# Wonder Drive (rev2)



## Mourguitars (Sep 14, 2019)

Fairly easy build , tightens up the low end  and adds bite to my 5150 pre...very cool build sounds awesome, i really like my boost/OD's !


Mike


https://imgur.com/AfAqhlx


This blue LED is very bright..



https://imgur.com/z2Wj71J


----------



## Mourguitars (Nov 18, 2019)

I gotta admit this is a very great drive , it plays very well with every amp and preamp i put it in front off...

Its a toss up between this and the LGSM w/green LED's as my favorites  or go to PedalPCB's I've built so far...ive been playing more than building as of late..very inspiring builds for sure...its a good thing !

Mike



https://imgur.com/vvlCjP9


----------



## Chuck D. Bones (Nov 18, 2019)

Very pretty.  Is that a Tayda pre-drilled box?  This device uses the opamp for distortion, so feel free to try other opamps for some different overdrive sounds.


----------



## geekmacdaddy (Nov 18, 2019)

clean and mean. nice.


----------



## Barry (Nov 19, 2019)

Looks great!


----------



## Mourguitars (Nov 19, 2019)

Chuck D. Bones said:


> Very pretty.  Is that a Tayda pre-drilled box?  This device uses the opamp for distortion, so feel free to try other opamps for some different overdrive sounds.

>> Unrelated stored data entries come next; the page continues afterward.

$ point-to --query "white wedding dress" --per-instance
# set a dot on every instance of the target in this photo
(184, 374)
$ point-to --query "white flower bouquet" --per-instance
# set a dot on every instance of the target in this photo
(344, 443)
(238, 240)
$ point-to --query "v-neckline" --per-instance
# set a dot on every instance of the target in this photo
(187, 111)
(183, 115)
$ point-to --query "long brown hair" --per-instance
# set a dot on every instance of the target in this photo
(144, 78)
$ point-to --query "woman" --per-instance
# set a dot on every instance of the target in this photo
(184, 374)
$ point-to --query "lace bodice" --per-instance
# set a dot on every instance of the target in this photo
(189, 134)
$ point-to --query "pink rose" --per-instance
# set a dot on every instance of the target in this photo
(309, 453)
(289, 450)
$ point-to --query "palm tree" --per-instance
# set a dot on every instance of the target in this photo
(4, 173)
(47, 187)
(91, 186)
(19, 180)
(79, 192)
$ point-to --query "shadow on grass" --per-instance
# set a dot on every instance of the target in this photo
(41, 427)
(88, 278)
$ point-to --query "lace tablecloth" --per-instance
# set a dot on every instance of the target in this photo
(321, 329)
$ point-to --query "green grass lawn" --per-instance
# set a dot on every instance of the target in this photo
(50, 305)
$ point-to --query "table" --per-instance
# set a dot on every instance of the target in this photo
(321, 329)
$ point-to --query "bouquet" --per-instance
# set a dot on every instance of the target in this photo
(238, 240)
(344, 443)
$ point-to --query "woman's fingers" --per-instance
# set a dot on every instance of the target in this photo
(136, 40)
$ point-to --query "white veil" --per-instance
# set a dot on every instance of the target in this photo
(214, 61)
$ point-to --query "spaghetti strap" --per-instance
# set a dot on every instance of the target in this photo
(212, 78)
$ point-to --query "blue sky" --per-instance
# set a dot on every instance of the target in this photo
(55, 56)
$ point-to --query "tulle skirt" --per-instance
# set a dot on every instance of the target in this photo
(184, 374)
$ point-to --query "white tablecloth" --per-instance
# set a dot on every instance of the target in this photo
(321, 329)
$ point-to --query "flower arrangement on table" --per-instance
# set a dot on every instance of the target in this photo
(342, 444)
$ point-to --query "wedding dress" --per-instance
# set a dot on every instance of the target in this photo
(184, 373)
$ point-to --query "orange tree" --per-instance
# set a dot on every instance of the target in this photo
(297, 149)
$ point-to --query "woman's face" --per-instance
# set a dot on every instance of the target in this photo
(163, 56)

Thanks Chuck...no i drilled , didn't know the OP done the distortion , but recently found out my JMP-1 pre has OP distortion ...i will try different OP for sure !


----------



## Mourguitars (Nov 19, 2019)

Thanks GMD and Barry....ive noticed on the P Touch labeler on some enclosure colors the label stands out more, this was the 1st one i done getting words and images off the net....it has potential . Some colored enclosures you have to look real hard to see if its a label or screened on ! But this is a great drive pedal..


----------